Contrast this with the two questions that they were inspired by (they're not the same):
Is the Saltwater Float represented in this question a good way to test for loaded dice?
This is a question asking if a dice-testing method that's been talked about in the RPG community is actually practically useful for RPG players to test their RPG dice with. That's automatically miles more RPG content than the gallium float question, which has no background in RPG discussion and no apparent practical application to RPGs specifically — it is, as you say, just motivated by a desire to learn more about testing dice.
Worse, it requires expertise that cannot be expected to be inherent to RPG experience. While saltwater floats, by virtue of the method being discussed within the broader RPG community means that it's obvious that RPG community members will have practical experience with it, a gallium (or other float) has no precedent in the RPG community, and therefore there's no reason to believe that RPG experience would be relevant to being able to answer the question. (In fact, it turned out that material science is what was needed to answer that question.)
Even if it luckily turns out that some user here can answer an non-RPG question based on their non-RPG expertise, that's insufficient — we also need to expect that our community of voters are sufficiently expert in the answer to vote knowledgeably on the answer.
Does microwaving a die significantly alter its balance?
This one has slightly less obvious RPG context, but it gets that benefit of the doubt mentioned at the beginning of this post.
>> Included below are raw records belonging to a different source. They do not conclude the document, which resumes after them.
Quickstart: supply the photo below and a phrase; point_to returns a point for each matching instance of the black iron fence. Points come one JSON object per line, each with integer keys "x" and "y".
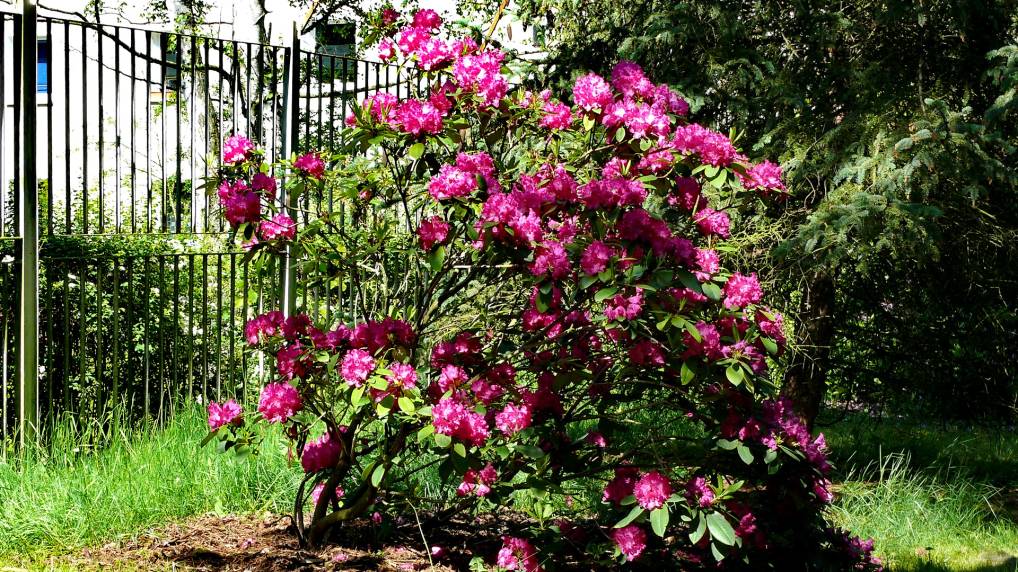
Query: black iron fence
{"x": 142, "y": 298}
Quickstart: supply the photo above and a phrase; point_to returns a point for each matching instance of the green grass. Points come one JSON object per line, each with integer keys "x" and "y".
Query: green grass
{"x": 934, "y": 498}
{"x": 67, "y": 497}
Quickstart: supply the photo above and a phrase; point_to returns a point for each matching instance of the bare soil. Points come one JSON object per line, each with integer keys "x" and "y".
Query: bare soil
{"x": 269, "y": 542}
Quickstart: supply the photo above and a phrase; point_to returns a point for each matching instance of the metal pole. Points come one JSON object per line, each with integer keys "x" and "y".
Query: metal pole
{"x": 27, "y": 222}
{"x": 291, "y": 128}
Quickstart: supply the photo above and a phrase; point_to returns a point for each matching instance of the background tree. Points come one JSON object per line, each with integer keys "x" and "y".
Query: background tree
{"x": 896, "y": 130}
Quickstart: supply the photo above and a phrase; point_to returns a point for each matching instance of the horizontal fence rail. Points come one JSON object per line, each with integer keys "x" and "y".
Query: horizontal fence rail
{"x": 142, "y": 295}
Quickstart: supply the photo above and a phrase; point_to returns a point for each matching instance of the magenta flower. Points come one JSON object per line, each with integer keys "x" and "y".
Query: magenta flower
{"x": 387, "y": 49}
{"x": 427, "y": 18}
{"x": 517, "y": 554}
{"x": 279, "y": 402}
{"x": 356, "y": 366}
{"x": 621, "y": 485}
{"x": 236, "y": 149}
{"x": 699, "y": 493}
{"x": 280, "y": 226}
{"x": 321, "y": 453}
{"x": 713, "y": 223}
{"x": 225, "y": 414}
{"x": 741, "y": 291}
{"x": 513, "y": 418}
{"x": 556, "y": 116}
{"x": 264, "y": 183}
{"x": 240, "y": 204}
{"x": 630, "y": 539}
{"x": 310, "y": 165}
{"x": 596, "y": 258}
{"x": 652, "y": 491}
{"x": 591, "y": 93}
{"x": 432, "y": 231}
{"x": 415, "y": 117}
{"x": 403, "y": 376}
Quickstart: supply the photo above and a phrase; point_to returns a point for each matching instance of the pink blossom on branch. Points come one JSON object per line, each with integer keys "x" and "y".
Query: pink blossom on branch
{"x": 280, "y": 226}
{"x": 653, "y": 490}
{"x": 225, "y": 414}
{"x": 310, "y": 165}
{"x": 236, "y": 149}
{"x": 279, "y": 402}
{"x": 433, "y": 231}
{"x": 356, "y": 366}
{"x": 741, "y": 291}
{"x": 630, "y": 539}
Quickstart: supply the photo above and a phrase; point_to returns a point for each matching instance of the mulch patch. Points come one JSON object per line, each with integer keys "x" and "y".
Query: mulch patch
{"x": 269, "y": 542}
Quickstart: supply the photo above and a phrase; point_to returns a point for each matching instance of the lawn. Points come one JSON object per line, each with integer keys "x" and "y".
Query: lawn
{"x": 935, "y": 498}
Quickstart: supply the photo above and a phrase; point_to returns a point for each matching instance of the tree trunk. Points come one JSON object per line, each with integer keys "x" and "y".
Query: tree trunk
{"x": 805, "y": 381}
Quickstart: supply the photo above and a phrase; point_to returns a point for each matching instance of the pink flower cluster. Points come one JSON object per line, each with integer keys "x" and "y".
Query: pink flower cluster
{"x": 453, "y": 418}
{"x": 477, "y": 481}
{"x": 653, "y": 490}
{"x": 310, "y": 165}
{"x": 240, "y": 204}
{"x": 432, "y": 231}
{"x": 225, "y": 414}
{"x": 263, "y": 326}
{"x": 513, "y": 418}
{"x": 357, "y": 364}
{"x": 591, "y": 93}
{"x": 741, "y": 291}
{"x": 517, "y": 554}
{"x": 237, "y": 149}
{"x": 765, "y": 176}
{"x": 620, "y": 306}
{"x": 631, "y": 540}
{"x": 699, "y": 493}
{"x": 279, "y": 402}
{"x": 279, "y": 227}
{"x": 322, "y": 453}
{"x": 461, "y": 179}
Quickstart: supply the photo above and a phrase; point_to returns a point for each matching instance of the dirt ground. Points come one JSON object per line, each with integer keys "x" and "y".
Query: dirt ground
{"x": 268, "y": 542}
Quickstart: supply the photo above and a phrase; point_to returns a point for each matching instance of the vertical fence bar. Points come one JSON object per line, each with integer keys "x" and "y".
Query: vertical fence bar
{"x": 27, "y": 339}
{"x": 291, "y": 128}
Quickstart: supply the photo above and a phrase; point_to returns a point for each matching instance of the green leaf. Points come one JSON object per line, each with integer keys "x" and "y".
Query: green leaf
{"x": 605, "y": 293}
{"x": 686, "y": 374}
{"x": 727, "y": 444}
{"x": 712, "y": 291}
{"x": 734, "y": 374}
{"x": 530, "y": 451}
{"x": 721, "y": 530}
{"x": 745, "y": 454}
{"x": 426, "y": 432}
{"x": 377, "y": 475}
{"x": 356, "y": 396}
{"x": 659, "y": 520}
{"x": 437, "y": 258}
{"x": 696, "y": 534}
{"x": 633, "y": 515}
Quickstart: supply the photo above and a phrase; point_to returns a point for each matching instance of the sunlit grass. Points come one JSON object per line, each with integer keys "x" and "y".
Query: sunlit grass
{"x": 65, "y": 498}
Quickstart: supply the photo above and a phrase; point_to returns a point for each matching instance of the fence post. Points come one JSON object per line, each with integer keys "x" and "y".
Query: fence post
{"x": 291, "y": 128}
{"x": 27, "y": 222}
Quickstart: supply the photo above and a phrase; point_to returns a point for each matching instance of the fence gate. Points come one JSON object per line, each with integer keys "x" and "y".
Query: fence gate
{"x": 142, "y": 295}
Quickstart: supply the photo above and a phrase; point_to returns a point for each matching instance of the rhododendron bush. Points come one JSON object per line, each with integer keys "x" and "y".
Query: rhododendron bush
{"x": 532, "y": 302}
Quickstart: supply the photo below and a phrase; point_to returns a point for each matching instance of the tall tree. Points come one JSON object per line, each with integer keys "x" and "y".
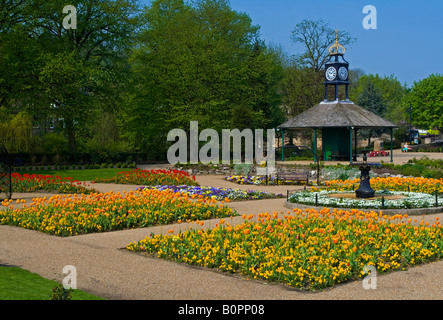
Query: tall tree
{"x": 387, "y": 91}
{"x": 316, "y": 37}
{"x": 198, "y": 61}
{"x": 72, "y": 71}
{"x": 426, "y": 101}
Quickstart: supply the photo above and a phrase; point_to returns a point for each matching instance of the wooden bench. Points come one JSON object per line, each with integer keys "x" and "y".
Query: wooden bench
{"x": 293, "y": 176}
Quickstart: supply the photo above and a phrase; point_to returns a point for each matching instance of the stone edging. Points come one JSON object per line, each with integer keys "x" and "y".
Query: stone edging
{"x": 411, "y": 212}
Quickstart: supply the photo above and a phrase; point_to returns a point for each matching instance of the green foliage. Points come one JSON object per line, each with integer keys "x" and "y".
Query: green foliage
{"x": 426, "y": 100}
{"x": 15, "y": 132}
{"x": 198, "y": 61}
{"x": 316, "y": 37}
{"x": 61, "y": 293}
{"x": 381, "y": 95}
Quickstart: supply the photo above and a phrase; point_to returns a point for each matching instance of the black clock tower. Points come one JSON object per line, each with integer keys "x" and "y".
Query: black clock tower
{"x": 336, "y": 71}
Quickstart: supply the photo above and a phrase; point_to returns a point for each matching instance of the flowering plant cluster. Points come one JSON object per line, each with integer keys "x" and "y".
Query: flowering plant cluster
{"x": 324, "y": 198}
{"x": 151, "y": 177}
{"x": 35, "y": 182}
{"x": 410, "y": 184}
{"x": 67, "y": 215}
{"x": 307, "y": 249}
{"x": 219, "y": 193}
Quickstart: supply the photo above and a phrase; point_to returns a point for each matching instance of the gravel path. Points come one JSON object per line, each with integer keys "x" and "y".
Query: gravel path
{"x": 104, "y": 268}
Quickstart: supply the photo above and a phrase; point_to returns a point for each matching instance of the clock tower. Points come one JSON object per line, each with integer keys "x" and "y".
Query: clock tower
{"x": 336, "y": 71}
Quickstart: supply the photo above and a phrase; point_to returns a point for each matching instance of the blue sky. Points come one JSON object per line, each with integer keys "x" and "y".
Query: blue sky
{"x": 408, "y": 41}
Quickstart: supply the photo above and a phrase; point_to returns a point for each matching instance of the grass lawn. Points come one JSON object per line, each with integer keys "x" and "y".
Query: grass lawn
{"x": 82, "y": 174}
{"x": 19, "y": 284}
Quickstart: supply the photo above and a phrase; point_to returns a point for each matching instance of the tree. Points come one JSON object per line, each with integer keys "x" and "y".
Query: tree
{"x": 71, "y": 72}
{"x": 426, "y": 100}
{"x": 198, "y": 61}
{"x": 386, "y": 94}
{"x": 371, "y": 99}
{"x": 316, "y": 37}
It cites a “a rumor online a long time ago” — readers will presume that, since the question is being brought here, that rumour was in the context of RPGs or within the RPG community, and therefore RPGers are particularly likely to have been exposed to the rumour and need it examined.
It's more borderline than the original saltwater float question, because it's only a very thin and implied connection to RPGs, but it was lucky and didn't get looked at too hard at the time. (Ironically, all these questions are under the microscope now because of the attention brought to them.) As a sense of how borderline it is, we have one mod who's inclined to close it; one who's inclined to reopen it; and another who's right on the fence and wouldn't object to it being open, but also wouldn't object to it being closed. It's very borderline. But as long as it flew under the radar, it didn't get looked at too closely and it wasn't important to get it “right”.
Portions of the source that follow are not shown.